Justin Brown
Title: Career and Technical Education (CTE) Coordinator
Job site: Trường trung học Kealakehe
Years in the HIDOE: 16
Years in the position: 14
Q: Briefly describe your career path.
A: I started my career as a jazz musician playing bass in a variety of ensembles back in Texas. I also did some work in nonprofits and global relations before transitioning to Hawai‘i as part of the Teach For America Corps Program in 2009. I entered the classroom as a math teacher and quickly started supporting students with robotics, jazz, civics, and STEM extracurricular activities. Our students were fortunate to win several state competitions in my second year of teaching, and I transitioned into the CTE coordinator role after that. I continue to teach as many classes as possible, work with students to redefine what stories are told about public education and frequently travel when our students are fortunate enough to qualify for competition advancement.
Q: How did you get into this field?
A: I have been interested in education policy since I was 10-years-old. I come from multiple generations of teachers and both of my siblings and many of my cousins and aunts and uncles work in public education. I think I’ve always been curious about how and why students have access to different resources and outcomes between various communities as well as the unique role that public education plays, the dominant civil rights issue of this century.

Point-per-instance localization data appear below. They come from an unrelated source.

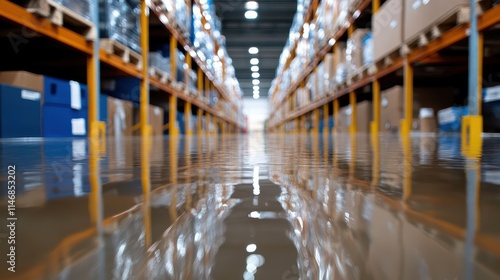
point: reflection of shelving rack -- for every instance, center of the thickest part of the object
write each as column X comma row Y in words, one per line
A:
column 286, row 112
column 29, row 29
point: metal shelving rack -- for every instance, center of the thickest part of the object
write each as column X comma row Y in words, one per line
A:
column 420, row 55
column 21, row 17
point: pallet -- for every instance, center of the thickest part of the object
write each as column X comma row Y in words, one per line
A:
column 61, row 16
column 459, row 16
column 126, row 54
column 163, row 76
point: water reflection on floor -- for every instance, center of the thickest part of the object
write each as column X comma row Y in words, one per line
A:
column 254, row 207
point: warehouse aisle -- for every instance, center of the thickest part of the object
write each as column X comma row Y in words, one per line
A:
column 255, row 207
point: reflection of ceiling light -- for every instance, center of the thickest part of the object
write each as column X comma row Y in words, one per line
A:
column 251, row 248
column 253, row 50
column 251, row 5
column 251, row 14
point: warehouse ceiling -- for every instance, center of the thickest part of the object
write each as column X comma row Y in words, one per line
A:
column 268, row 32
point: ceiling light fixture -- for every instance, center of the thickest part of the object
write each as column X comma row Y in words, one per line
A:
column 251, row 14
column 251, row 5
column 253, row 50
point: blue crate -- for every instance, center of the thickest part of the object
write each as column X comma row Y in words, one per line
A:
column 450, row 119
column 57, row 91
column 57, row 120
column 19, row 112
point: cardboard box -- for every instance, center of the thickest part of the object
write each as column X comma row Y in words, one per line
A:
column 364, row 114
column 120, row 118
column 392, row 104
column 421, row 15
column 387, row 29
column 23, row 79
column 156, row 116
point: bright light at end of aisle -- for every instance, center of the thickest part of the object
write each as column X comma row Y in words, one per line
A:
column 251, row 5
column 253, row 50
column 251, row 14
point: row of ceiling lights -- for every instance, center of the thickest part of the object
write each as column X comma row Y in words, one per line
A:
column 251, row 13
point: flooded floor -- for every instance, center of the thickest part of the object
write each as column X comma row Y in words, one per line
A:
column 250, row 207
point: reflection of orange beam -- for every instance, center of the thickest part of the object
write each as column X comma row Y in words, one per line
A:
column 439, row 59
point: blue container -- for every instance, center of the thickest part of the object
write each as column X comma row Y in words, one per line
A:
column 19, row 112
column 491, row 109
column 57, row 120
column 450, row 119
column 127, row 89
column 58, row 92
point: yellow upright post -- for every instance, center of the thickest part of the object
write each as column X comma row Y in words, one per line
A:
column 188, row 61
column 316, row 121
column 187, row 118
column 354, row 114
column 408, row 84
column 375, row 124
column 336, row 109
column 172, row 116
column 208, row 121
column 145, row 127
column 326, row 113
column 173, row 57
column 199, row 125
column 200, row 82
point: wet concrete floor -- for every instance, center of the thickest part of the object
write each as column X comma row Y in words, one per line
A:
column 251, row 207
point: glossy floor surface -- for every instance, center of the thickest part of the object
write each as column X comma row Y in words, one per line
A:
column 252, row 207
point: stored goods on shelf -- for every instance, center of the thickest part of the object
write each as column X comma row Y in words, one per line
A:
column 387, row 26
column 354, row 50
column 119, row 21
column 64, row 110
column 450, row 119
column 81, row 7
column 392, row 104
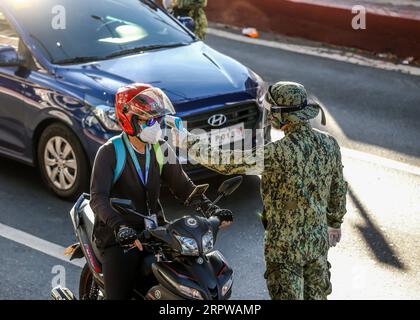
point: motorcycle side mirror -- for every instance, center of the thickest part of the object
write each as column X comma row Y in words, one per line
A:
column 229, row 186
column 121, row 205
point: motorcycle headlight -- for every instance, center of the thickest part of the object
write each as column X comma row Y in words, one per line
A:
column 207, row 242
column 226, row 287
column 106, row 116
column 188, row 245
column 190, row 292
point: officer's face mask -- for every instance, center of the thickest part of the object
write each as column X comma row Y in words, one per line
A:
column 150, row 132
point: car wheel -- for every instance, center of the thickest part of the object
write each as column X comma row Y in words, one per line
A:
column 62, row 162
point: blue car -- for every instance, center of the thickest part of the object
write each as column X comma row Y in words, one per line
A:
column 62, row 61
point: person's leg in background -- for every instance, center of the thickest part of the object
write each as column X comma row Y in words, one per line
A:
column 317, row 284
column 285, row 281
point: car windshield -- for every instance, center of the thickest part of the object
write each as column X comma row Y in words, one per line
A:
column 71, row 31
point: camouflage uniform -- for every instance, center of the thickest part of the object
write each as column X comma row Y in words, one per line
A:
column 195, row 10
column 303, row 192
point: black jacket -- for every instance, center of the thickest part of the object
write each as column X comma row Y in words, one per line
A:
column 129, row 186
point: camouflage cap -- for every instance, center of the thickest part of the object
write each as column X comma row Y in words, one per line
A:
column 291, row 99
column 287, row 94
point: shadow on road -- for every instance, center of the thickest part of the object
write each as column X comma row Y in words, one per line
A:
column 375, row 238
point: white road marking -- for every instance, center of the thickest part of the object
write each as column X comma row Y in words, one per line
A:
column 38, row 244
column 380, row 161
column 332, row 54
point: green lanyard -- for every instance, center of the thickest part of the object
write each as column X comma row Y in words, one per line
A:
column 142, row 177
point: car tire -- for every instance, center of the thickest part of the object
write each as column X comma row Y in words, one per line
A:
column 62, row 162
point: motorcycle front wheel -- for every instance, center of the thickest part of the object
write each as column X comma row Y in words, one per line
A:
column 88, row 289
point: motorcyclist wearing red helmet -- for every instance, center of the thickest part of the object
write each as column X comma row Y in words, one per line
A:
column 139, row 111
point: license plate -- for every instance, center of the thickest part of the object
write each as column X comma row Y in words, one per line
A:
column 225, row 135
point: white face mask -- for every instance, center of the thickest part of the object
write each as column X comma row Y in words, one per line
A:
column 151, row 134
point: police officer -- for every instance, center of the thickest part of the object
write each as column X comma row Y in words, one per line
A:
column 303, row 191
column 190, row 8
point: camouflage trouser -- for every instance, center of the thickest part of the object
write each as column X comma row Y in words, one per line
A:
column 296, row 282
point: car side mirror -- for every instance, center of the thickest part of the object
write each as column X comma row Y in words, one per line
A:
column 229, row 186
column 121, row 205
column 9, row 57
column 188, row 22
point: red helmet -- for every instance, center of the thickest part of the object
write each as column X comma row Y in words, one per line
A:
column 140, row 101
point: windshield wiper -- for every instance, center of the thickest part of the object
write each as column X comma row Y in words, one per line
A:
column 145, row 48
column 79, row 60
column 118, row 53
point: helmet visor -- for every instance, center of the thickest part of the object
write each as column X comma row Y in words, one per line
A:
column 151, row 103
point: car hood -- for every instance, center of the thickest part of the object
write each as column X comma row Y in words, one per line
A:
column 186, row 73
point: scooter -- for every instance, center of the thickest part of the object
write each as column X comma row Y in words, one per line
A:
column 182, row 264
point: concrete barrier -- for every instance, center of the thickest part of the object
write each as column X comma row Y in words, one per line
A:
column 325, row 21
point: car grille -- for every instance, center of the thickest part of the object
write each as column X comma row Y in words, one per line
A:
column 246, row 112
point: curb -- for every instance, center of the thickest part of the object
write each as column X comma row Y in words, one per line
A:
column 386, row 30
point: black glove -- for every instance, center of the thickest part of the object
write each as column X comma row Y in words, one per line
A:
column 223, row 215
column 126, row 236
column 212, row 210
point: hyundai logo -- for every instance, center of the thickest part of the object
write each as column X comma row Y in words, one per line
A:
column 217, row 120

Q: What are your primary duties?
A: I teach several engineering, civics, design and research classes which remain the highlight and primary focus of each day. I also support our career pathways, which includes over 1,000 enrolled students, nine physical career labs and almost two dozen professional educators. Within this work, my current main focuses are to bring in the resources, partners, systems, and structures that allow every student to complete a meaningful career pathway which requires living-wage employment within their community. This work currently includes expanding access to industry recognized credentials (IRCs), making more robust work based learning (WBL) experiences, ensuring universal access to meaningful career exploration components, evaluating local job market needs, integrating best practice from global career training programs, forging partnerships with post secondary education/training centers and elevating the role of CTE in state and national education policy.
Q: Favorite part about the job?
A: I get to introduce students to many amazing scientific phenomena for the first time in their life. It is such a privilege to really explain how an electron works or which properties embedded in the fundamental nature of a material allow it to solve design problems. We have all seen the great joy when a 2-year-old laughs uncontrollably as they discover some new face of nature. I get to continue this process for 15 and 16-year-olds, who may, at times, have forgotten the tremendous intrinsic joy available in learning something cool. I particularly like when the exploration of those phenomena allows students to compete and travel and meet alumni at universities and companies who have taken bold steps forward in how some of those phenomena can produce exciting, innovative products.
Q: Most challenging part about your position?
A: I constantly feel like I am not doing enough for enough students to justify the resources and opportunities we have. A lot of our education system, structures, buildings, and approaches are six economic generations old. In CTE, we must prepare every student for the economic generations to come which creates friction between what is happening and what needs to happen. Often, the tension between the headline and trendline aspects of the work keeps me quite anxious.
Q: What advice do you have for people considering this position?
A: Find a set of grounding values and beliefs that you can measure your success against for a given day, month, school year, decade, and career. Make sure to include universal access to excellent educational outcomes as at least one of those values. Then, you can be a great ally in ensuring that one day the best school in the whole world for most students in Hawai‘i will be their local public school. We aren’t there yet, but in many small ways and a few big ways we are closer than we were not too long ago.
Q: How does your role support student success?
A: I serve as a Zamboni, leveling the ice and filling in the gaps for a very talented team of teachers and industry partners who need a fast, reliable, and safe playing field for their skills development. Left on its own, the ice can get very rough and bumpy leading to many slips and falls as well as a higher friction resistance as people navigate their path. I like to be the first one on the ice each day, cleaning it out so that when our fantastic teachers get to work with our talented students, they can have the smoothest possible skate. Oftentimes, this means bringing in outside help from the community as we have expanded our courses and opportunities. Sometimes, I also get to be the one to skate with the students (especially on trips), which is a lot of fun.